Backup and Restore
kdb Insights CLI allows you to backup data stored in kdb Insights Enterprise hosted on any cloud provider, to an Azure blob using K8up.
The following data repositories are backed up as part of this process:
- Historical database (HDB)
- Intraday database (IDB)
- Packages repository
- Postgres database used by Keycloak
A backup can only target Azure
A backup can be taken from kdb Insights Enterprise that is hosted on any cloud provider, but they can only be backed up to Azure at present.
Prerequisities
Before taking a backup, the following prerequisites need to be in place:
- kdb Insights CLI is installed
- You have a running instance of kdb Insights Enterprise
- You have direct Kubernetes cluster access
Backup
Initialization
-
Teardown the following:
-
Teardown all databases deployed in the UI and any assemblies managed outside of the UI.
-
Teardown any pipelines that are ingesting data into these databases and assemblies.

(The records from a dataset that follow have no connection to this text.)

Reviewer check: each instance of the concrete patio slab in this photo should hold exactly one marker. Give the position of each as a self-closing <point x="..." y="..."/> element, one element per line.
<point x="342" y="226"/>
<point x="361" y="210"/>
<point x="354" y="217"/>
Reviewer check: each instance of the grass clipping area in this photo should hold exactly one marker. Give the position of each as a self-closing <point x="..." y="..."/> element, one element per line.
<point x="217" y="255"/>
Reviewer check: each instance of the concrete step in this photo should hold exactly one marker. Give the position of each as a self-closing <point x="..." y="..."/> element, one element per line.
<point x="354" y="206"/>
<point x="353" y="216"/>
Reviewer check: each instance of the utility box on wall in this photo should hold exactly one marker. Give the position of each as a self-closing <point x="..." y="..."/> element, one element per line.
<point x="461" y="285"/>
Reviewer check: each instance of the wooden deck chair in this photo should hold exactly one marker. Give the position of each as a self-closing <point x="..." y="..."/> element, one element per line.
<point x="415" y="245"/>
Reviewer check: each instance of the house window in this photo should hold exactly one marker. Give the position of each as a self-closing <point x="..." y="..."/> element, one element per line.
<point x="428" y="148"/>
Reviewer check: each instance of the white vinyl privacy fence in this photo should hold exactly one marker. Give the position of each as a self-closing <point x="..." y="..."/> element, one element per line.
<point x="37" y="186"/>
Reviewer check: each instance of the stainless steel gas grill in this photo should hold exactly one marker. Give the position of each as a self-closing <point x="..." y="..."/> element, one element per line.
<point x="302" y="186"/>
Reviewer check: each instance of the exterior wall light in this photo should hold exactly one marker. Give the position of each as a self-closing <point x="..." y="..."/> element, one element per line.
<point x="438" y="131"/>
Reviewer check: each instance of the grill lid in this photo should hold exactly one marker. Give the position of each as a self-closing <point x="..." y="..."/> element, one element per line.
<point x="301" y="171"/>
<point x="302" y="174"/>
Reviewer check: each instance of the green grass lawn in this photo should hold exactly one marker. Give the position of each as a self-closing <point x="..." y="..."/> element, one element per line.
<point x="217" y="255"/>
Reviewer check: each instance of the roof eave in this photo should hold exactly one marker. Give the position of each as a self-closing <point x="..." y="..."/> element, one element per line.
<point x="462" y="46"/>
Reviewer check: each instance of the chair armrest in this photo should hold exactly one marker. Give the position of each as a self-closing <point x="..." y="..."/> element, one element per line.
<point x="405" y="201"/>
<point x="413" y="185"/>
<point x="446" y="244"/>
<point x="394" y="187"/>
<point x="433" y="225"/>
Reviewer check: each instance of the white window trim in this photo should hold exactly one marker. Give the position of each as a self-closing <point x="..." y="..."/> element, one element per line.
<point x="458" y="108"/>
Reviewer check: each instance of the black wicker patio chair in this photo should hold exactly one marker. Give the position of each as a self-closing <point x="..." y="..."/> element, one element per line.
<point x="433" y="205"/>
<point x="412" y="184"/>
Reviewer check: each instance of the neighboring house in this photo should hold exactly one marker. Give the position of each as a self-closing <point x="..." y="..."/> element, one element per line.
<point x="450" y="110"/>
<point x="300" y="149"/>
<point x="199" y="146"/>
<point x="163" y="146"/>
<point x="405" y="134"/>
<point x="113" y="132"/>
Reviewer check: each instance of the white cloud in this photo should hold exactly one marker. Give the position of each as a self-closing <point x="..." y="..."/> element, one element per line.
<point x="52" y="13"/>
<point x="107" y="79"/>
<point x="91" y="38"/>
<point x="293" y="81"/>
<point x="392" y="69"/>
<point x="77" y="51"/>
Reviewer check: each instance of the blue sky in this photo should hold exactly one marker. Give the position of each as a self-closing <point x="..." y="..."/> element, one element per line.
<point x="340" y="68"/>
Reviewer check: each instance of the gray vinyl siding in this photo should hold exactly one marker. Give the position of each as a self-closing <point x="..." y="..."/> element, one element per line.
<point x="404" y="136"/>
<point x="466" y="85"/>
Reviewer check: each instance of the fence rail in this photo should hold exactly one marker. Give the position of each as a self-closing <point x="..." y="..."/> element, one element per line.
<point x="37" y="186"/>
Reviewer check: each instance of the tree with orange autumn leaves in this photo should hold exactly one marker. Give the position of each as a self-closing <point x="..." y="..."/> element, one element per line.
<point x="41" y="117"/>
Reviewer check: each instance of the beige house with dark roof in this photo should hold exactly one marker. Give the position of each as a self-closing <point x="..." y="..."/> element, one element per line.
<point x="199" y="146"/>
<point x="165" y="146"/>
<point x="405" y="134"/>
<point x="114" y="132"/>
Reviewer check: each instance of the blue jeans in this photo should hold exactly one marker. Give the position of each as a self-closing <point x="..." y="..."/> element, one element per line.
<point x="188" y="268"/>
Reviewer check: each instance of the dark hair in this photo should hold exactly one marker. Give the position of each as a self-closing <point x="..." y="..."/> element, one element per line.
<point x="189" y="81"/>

Teardown but do not clean up
From the UI make sure you do not check the clean up resources option as that deletes all data as well.
-
-
Publishers, or feedhandlers, sending data to any of the databases or assemblies that use an RT SDK can remain running as long as the local storage is sufficient to hold all the published messages while the database is offline.
Publisher warnings
The publishers emit warning messages about the dropped connection if you keep them running.
-
You need to annotate each ReadWriteOnce PVCs, as these are not relevant to the backup, and can cause issues. This can be done as follows:
kubectl get pvc -A -o json | jq '.items | map(. | select(.spec.accessModes[] | contains("ReadWriteOnce")) | .metadata.name )' | jq .[] --raw-output > /tmp/rwovolumes cat /tmp/rwovolumes | while read rwovolumes do kubectl annotate pvc $rwovolumes k8up.io/backup=false -n insights done
Adding this annotation to each ReadWriteOnce PVC is essential for a successful backup and restore
If the annotation is not added to ReadWriteOnce volumes they are also backed up. This creates a large number of unnecessary snapshots for volumes that we do not want to restore. Also, for certain K8up versions, a large number of snapshots can cause corruptions in its repository.
-
The kdb Insights CLI needs the Azure storage account properties to be initialized:
-
Run the
backup init
command as follows:kxi backup init -n <NAMESPACE>
where
is the namespace where the resources you wish to backup are located. -
You are prompted for the following storage account details:
Please enter Azure storage account name: <ACCOUNT> Please enter Azure storage account access key: <ACCESS_KEY> Please enter custom Restic repo password: <PASSWORD> Repeat for confirmation: <PASSWORD>
-
Cloud provider options. You are asked to specify the cloud provider. Currently 'AZURE' is the only available option, therefore any other provider specified is ignored.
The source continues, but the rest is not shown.